From Tannhauser’s Gate:
“In truth I was very sorry to leave the world of the book and its characters behind. Though there is a huge amount of death in the book, the characters are so full of life – they love life in so many different ways – that I never found it depressing. To the contrary I found it inspiring. Amid the madness, they are perfectly sane, because they live only for what is of true value – friendship, loyalty, food, love, magic.
“At one point, as they embark on the last, desperate, gamble of their journey through absolute horror, Tannhauser says to Grégoire: ‘Let us see what metal we have made.’ What he means is that together they have made a kind of human and spiritual gold, which is the love they share, and which transcends all the death around them. This is where love discovers — or not — its greatest courage and beauty. It is because of the intensity of the horror around them that the survival of love has such value and such beauty, that in a moral wasteland of absolute darkness, hatred and blood, those fires of love burn all the brighter.
“That dialectic is at the centre of the book. It is full of paradox, contradiction and ambiguity – but that is life. It’s beautiful. It’s amazing. It’s extraordinary. It’s about love in action, in being, in actuality, not merely in feeling. These people truly love each other because they stake their lives on their love. They would rather love than live, if that be the choice.”
Willocks gets to the heart of a question that Rullman and I have wrestled with since before The Running Iron Report was launched — indeed, this matter is central to the reason we created this blog in the first place. When we’ve given up on the Empire of Nothing, into what social unit should we invest our faith, trust, love and effort?
“Community” is too amorphous, defined largely by mere proximity. The idea of the “tribe” has gained new appeal in recent years, with everyone from neo-pagans to Sebastian Junger seeking in the “tribe” a sense of identity and “connectedness.” I found the notion of “tribe” attractive for a time, but moved away from it. A real tribe is an organically developed entity, rooted in ethnicity, language, common myth and history and often in locality. It can’t simply be created. Modern notions of tribe are ersatz — and, anyway, tribalism has its downsides. We’re not looking to live like the Pashtun.
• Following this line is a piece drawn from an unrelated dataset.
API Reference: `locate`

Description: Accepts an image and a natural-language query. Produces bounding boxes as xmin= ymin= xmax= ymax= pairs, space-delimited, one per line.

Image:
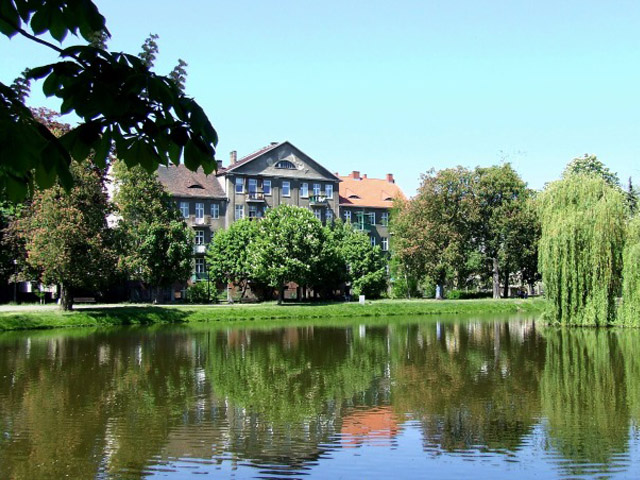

What Willocks depicts in both The Religion and Twelve Children is Tannhauser’s found family: a comrade-in-arms; a despised Jew; a damaged but transcendent young woman; a noblewoman in all senses of the term; orphaned children… a disparate family-of-choice. They are all foundlings – they are selected more by the hand of Fate than by any action of themselves or Tannhauser. And that family is everything. As Tannhauser tells a plotting courtier in Paris:
“My dearest friends are the only people I have. For their good, I’d kill anything that breathes.”
Violently expressed, as is Willocks’ wont — but isn’t that really what it all comes down to? Friendship.
Mattias Tannhauser is a man of his time — the brawling, burgeoning, expansive, curiously free era of the Renaissance — and a hero for our time. We can take inspiration from his Story, learn from his dark, heroic path in the world.
Put no faith in political saviors; trust not in institutions co-opted and corrupted by the mighty. Take care of your family — blood kin and found. Know your dearest friends — and what, for their good, you are willing to do.